From mboxrd@z Thu Jan  1 00:00:00 1970
Received: from eggs.gnu.org ([2001:4830:134:3::10]:43285)
	by lists.gnu.org with esmtp (Exim 4.71)
	(envelope-from <mreitz@redhat.com>) id 1YRQzo-0000lC-0X
	for qemu-devel@nongnu.org; Fri, 27 Feb 2015 14:54:49 -0500
Received: from Debian-exim by eggs.gnu.org with spam-scanned (Exim 4.71)
	(envelope-from <mreitz@redhat.com>) id 1YRQzm-0000dH-S6
	for qemu-devel@nongnu.org; Fri, 27 Feb 2015 14:54:47 -0500
From: Max Reitz <mreitz@redhat.com>
Date: Fri, 27 Feb 2015 14:54:39 -0500
Message-Id: <1425066879-27326-1-git-send-email-mreitz@redhat.com>
Subject: [Qemu-devel] [PATCH v3] block/vdi: Add locking for parallel requests
List-Id: <qemu-devel.nongnu.org>
List-Unsubscribe: <https://lists.nongnu.org/mailman/options/qemu-devel>,
	<mailto:qemu-devel-request@nongnu.org?subject=unsubscribe>
List-Archive: <http://lists.nongnu.org/archive/html/qemu-devel>
List-Post: <mailto:qemu-devel@nongnu.org>
List-Help: <mailto:qemu-devel-request@nongnu.org?subject=help>
List-Subscribe: <https://lists.nongnu.org/mailman/listinfo/qemu-devel>,
	<mailto:qemu-devel-request@nongnu.org?subject=subscribe>
To: qemu-block@nongnu.org
Cc: Kevin Wolf <kwolf@redhat.com>, Stefan Weil <sw@weilnetz.de>, qemu-devel@nongnu.org, Max Reitz <mreitz@redhat.com>, Stefan Hajnoczi <stefanha@redhat.com>, Paolo Bonzini <pbonzini@redhat.com>

When allocating a new cluster, the first write to it must be the one
doing the allocation, because that one pads its write request to the
cluster size; if another write to that cluster is executed before it,
that write will be overwritten due to the padding.
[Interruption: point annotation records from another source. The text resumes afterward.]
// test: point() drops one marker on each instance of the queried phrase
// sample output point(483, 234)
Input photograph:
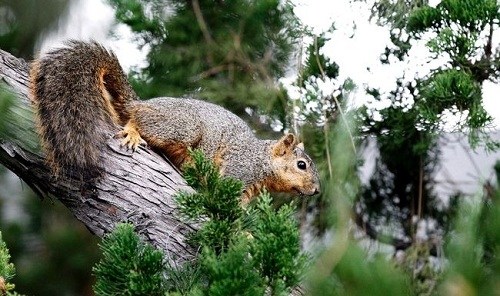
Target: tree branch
point(137, 187)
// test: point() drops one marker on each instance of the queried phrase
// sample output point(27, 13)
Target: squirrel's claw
point(131, 138)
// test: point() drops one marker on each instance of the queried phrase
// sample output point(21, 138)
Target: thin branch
point(342, 114)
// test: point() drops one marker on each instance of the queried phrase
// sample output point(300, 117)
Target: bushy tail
point(80, 94)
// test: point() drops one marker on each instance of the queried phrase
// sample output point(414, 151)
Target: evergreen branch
point(342, 114)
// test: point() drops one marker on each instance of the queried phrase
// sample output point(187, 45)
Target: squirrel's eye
point(301, 165)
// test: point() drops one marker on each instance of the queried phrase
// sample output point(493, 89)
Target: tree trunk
point(137, 187)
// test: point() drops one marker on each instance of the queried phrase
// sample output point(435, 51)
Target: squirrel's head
point(294, 171)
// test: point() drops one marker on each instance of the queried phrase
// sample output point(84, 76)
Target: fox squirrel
point(81, 93)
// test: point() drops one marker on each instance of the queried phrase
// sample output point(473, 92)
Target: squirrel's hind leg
point(130, 136)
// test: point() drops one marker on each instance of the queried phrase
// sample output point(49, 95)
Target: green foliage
point(423, 18)
point(230, 52)
point(7, 269)
point(473, 249)
point(129, 266)
point(245, 252)
point(231, 272)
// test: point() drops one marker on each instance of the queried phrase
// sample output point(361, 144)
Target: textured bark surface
point(137, 187)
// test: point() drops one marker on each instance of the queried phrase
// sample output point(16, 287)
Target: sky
point(355, 45)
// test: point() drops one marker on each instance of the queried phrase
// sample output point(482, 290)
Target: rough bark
point(137, 187)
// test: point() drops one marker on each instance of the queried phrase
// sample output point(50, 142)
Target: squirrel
point(80, 93)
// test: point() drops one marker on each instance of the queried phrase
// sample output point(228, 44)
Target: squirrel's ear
point(285, 144)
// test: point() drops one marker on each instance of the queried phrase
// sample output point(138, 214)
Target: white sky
point(355, 46)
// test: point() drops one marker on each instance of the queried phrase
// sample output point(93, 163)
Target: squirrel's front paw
point(131, 137)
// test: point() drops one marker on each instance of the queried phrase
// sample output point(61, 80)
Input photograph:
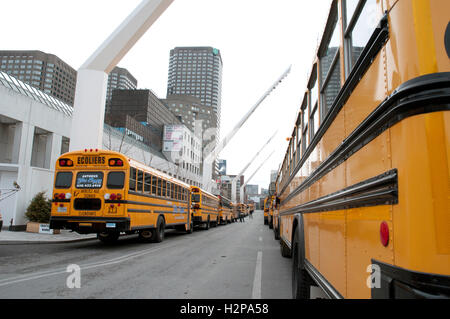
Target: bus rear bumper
point(90, 225)
point(400, 283)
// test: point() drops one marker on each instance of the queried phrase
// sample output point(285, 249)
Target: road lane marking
point(256, 293)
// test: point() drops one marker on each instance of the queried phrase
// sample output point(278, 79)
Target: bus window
point(159, 187)
point(360, 23)
point(115, 180)
point(63, 180)
point(330, 80)
point(140, 181)
point(164, 189)
point(147, 183)
point(154, 185)
point(132, 179)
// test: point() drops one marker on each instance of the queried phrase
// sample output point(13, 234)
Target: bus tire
point(108, 237)
point(146, 235)
point(277, 233)
point(285, 251)
point(158, 232)
point(300, 279)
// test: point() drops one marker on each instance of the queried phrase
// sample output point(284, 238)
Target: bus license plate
point(62, 210)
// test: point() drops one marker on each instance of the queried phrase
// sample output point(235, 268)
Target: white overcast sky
point(258, 40)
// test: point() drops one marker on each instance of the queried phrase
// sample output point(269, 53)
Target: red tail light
point(384, 234)
point(64, 162)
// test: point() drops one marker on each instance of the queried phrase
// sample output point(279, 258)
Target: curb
point(40, 242)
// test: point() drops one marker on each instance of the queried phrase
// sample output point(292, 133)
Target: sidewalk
point(19, 238)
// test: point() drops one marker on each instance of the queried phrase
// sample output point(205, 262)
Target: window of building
point(360, 20)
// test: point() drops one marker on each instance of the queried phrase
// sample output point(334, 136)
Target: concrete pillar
point(25, 136)
point(89, 110)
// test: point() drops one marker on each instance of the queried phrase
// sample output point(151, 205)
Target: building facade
point(140, 112)
point(119, 79)
point(44, 71)
point(197, 72)
point(34, 131)
point(182, 147)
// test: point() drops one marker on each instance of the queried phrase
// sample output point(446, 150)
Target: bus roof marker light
point(384, 234)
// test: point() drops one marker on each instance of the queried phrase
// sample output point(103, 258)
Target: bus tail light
point(64, 162)
point(384, 234)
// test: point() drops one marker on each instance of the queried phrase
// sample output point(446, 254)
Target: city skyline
point(251, 63)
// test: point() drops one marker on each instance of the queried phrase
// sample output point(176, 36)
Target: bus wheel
point(158, 233)
point(300, 278)
point(285, 251)
point(277, 233)
point(145, 235)
point(108, 237)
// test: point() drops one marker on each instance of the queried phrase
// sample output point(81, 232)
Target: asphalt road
point(237, 261)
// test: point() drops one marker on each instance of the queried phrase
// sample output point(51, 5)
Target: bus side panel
point(440, 22)
point(416, 45)
point(368, 94)
point(332, 257)
point(312, 247)
point(363, 244)
point(422, 219)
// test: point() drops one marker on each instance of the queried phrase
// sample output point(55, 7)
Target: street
point(235, 261)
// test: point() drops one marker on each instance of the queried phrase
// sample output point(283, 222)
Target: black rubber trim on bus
point(328, 288)
point(425, 94)
point(157, 197)
point(447, 39)
point(373, 47)
point(401, 283)
point(379, 190)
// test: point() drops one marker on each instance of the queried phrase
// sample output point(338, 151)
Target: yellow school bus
point(205, 208)
point(225, 210)
point(271, 211)
point(364, 185)
point(104, 192)
point(266, 210)
point(235, 212)
point(276, 217)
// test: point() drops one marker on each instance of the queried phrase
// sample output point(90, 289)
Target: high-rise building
point(141, 114)
point(44, 71)
point(193, 114)
point(119, 79)
point(197, 72)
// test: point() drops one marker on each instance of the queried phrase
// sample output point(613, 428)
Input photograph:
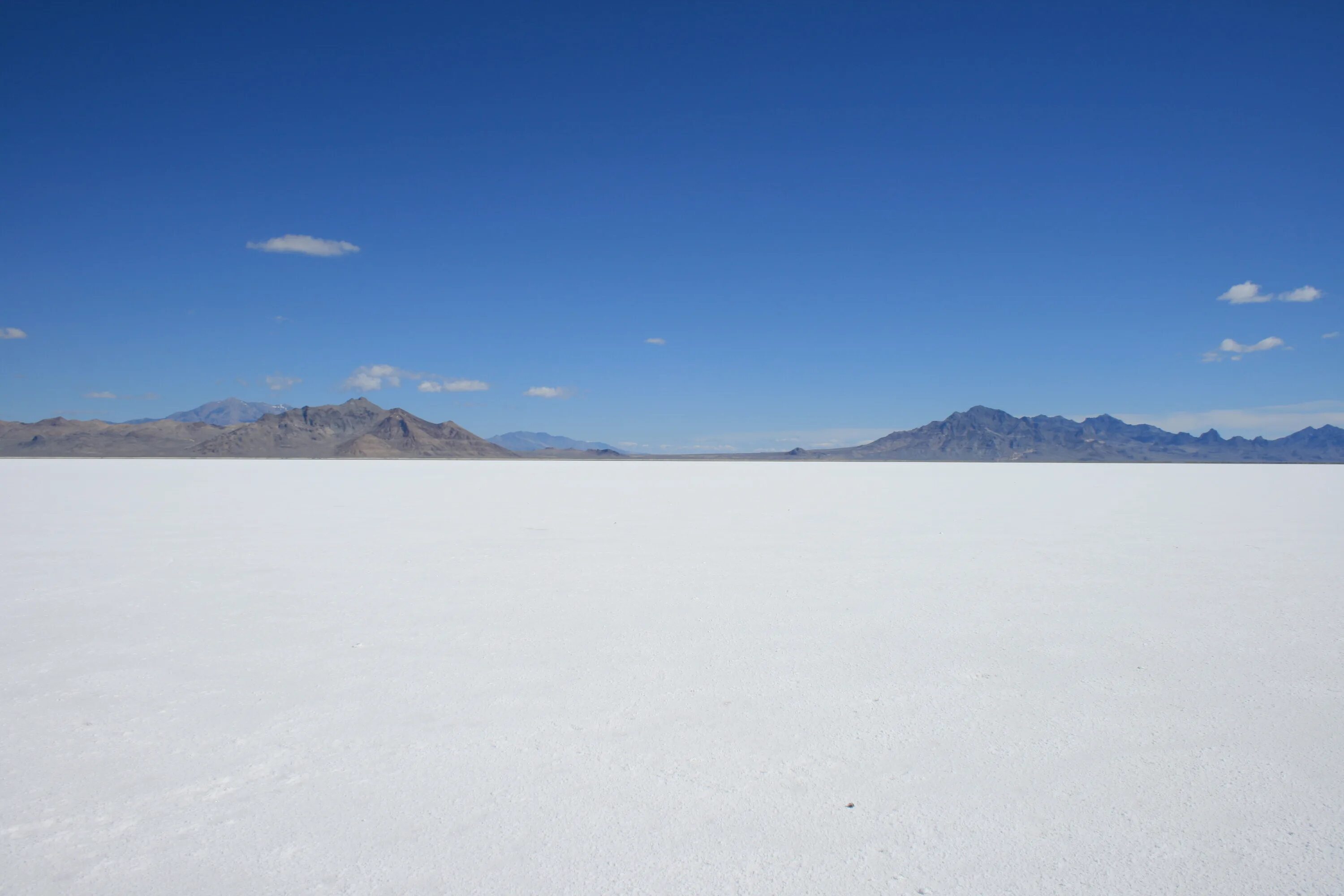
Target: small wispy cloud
point(147, 397)
point(549, 392)
point(1250, 293)
point(373, 378)
point(1264, 346)
point(1301, 295)
point(279, 382)
point(306, 246)
point(1236, 351)
point(1271, 422)
point(453, 386)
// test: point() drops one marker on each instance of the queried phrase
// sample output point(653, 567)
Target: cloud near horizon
point(279, 383)
point(306, 246)
point(1272, 421)
point(1249, 293)
point(147, 397)
point(371, 378)
point(549, 392)
point(453, 386)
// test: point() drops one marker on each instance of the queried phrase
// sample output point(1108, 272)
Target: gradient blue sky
point(842, 218)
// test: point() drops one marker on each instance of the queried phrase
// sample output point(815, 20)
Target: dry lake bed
point(253, 677)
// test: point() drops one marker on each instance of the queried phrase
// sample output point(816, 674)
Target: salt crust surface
point(573, 677)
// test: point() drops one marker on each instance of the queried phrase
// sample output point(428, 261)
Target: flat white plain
point(574, 677)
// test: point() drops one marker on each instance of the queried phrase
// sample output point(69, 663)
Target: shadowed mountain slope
point(354, 429)
point(222, 413)
point(359, 429)
point(987, 435)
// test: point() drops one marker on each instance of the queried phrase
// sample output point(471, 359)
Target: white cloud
point(306, 246)
point(453, 386)
point(775, 441)
point(1271, 422)
point(279, 383)
point(1244, 295)
point(1264, 346)
point(371, 378)
point(1249, 293)
point(1301, 295)
point(549, 392)
point(147, 397)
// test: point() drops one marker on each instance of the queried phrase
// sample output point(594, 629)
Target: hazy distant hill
point(224, 413)
point(362, 429)
point(354, 429)
point(522, 441)
point(986, 435)
point(58, 437)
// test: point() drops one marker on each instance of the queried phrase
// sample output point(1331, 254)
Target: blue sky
point(840, 220)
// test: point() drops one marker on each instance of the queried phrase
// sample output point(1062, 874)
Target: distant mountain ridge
point(988, 435)
point(521, 441)
point(222, 413)
point(354, 429)
point(359, 429)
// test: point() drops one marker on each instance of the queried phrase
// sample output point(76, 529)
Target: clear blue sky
point(839, 217)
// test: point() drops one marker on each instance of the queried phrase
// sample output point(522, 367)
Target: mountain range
point(222, 413)
point(521, 441)
point(359, 429)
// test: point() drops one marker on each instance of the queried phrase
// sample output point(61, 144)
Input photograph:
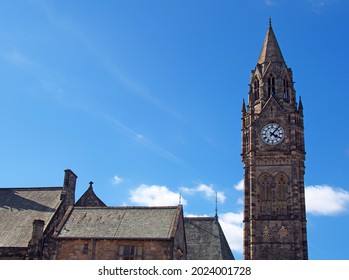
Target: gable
point(120, 223)
point(19, 207)
point(206, 240)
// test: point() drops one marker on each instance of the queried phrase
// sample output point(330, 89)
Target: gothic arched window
point(256, 89)
point(286, 90)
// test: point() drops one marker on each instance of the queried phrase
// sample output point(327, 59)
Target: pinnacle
point(271, 51)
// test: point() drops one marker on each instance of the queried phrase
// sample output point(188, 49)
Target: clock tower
point(273, 155)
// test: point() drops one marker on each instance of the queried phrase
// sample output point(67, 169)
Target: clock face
point(272, 134)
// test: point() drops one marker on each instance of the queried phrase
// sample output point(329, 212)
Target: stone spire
point(270, 51)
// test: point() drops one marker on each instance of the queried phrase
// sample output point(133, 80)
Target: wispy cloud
point(326, 200)
point(46, 79)
point(271, 2)
point(207, 190)
point(138, 137)
point(239, 186)
point(154, 195)
point(117, 180)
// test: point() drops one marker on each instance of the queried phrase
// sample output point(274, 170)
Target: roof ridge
point(32, 188)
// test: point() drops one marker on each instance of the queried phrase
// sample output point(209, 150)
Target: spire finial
point(216, 210)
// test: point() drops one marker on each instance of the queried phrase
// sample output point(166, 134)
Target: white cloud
point(232, 226)
point(207, 190)
point(116, 180)
point(326, 200)
point(271, 2)
point(153, 195)
point(240, 185)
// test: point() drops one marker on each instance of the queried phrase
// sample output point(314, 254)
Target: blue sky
point(144, 98)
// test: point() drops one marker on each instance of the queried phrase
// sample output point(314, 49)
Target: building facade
point(47, 223)
point(273, 155)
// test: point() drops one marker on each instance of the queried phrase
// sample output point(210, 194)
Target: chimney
point(69, 184)
point(34, 246)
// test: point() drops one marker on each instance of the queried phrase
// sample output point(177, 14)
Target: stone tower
point(273, 155)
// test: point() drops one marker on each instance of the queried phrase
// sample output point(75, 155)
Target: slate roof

See https://bugs.launchpad.net/qemu/+bug/1422307 for what can go wrong
without this patch.

Cc: qemu-stable <qemu-stable@nongnu.org>
Signed-off-by: Max Reitz <mreitz@redhat.com>
---
v3: Hopefully finally found the real issue which causes the problems
    described in the bug report; at least it sounds very reasonable and
    I can no longer reproduce any of the issues described there.
    Thank you, Paolo and Stefan!
---
 block/vdi.c | 25 +++++++++++++++++++++++++
 1 file changed, 25 insertions(+)

diff --git a/block/vdi.c b/block/vdi.c
index 74030c6..53bd02f 100644
--- a/block/vdi.c
+++ b/block/vdi.c
@@ -53,6 +53,7 @@
 #include "block/block_int.h"
 #include "qemu/module.h"
 #include "migration/migration.h"
+#include "block/coroutine.h"
 
 #if defined(CONFIG_UUID)
 #include <uuid/uuid.h>
@@ -196,6 +197,8 @@ typedef struct {
     /* VDI header (converted to host endianness). */
     VdiHeader header;
 
+    CoMutex write_lock;
+
     Error *migration_blocker;
 } BDRVVdiState;
 
@@ -504,6 +507,8 @@ static int vdi_open(BlockDriverState *bs, QDict *options, int flags,
               "vdi", bdrv_get_device_name(bs), "live migration");
     migrate_add_blocker(s->migration_blocker);
 
+    qemu_co_mutex_init(&s->write_lock);
+
     return 0;
 
  fail_free_bmap:
@@ -639,11 +644,31 @@ static int vdi_co_write(BlockDriverState *bs,
                    buf, n_sectors * SECTOR_SIZE);
             memset(block + (sector_in_block + n_sectors) * SECTOR_SIZE, 0,
                    (s->block_sectors - n_sectors - sector_in_block) * SECTOR_SIZE);
+
+            /* Note that this coroutine does not yield anywhere from reading the
+             * bmap entry until here, so in regards to all the coroutines trying
+             * to write to this cluster, the one doing the allocation will
+             * always be the first to try to acquire the lock.
+             * Therefore, it is also the first that will actually be able to
+             * acquire the lock and thus the padded cluster is written before
+             * the other coroutines can write to the affected area. */
+            qemu_co_mutex_lock(&s->write_lock);
             ret = bdrv_write(bs->file, offset, block, s->block_sectors);
+            qemu_co_mutex_unlock(&s->write_lock);
         } else {
             uint64_t offset = s->header.offset_data / SECTOR_SIZE +
                               (uint64_t)bmap_entry * s->block_sectors +
                               sector_in_block;
+            qemu_co_mutex_lock(&s->write_lock);
+            /* This lock is only used to make sure the following write operation
+             * is executed after the write issued by the coroutine allocating
+             * this cluster, therefore we do not need to keep it locked.
+             * As stated above, the allocating coroutine will always try to lock
+             * the mutex before all the other concurrent accesses to that
+             * cluster, therefore at this point we can be absolutely certain
+             * that that write operation has returned (there may be other writes
+             * in flight, but they do not concern this very operation). */
+            qemu_co_mutex_unlock(&s->write_lock);
             ret = bdrv_write(bs->file, offset, buf, n_sectors);
         }
 
-- 
2.1.0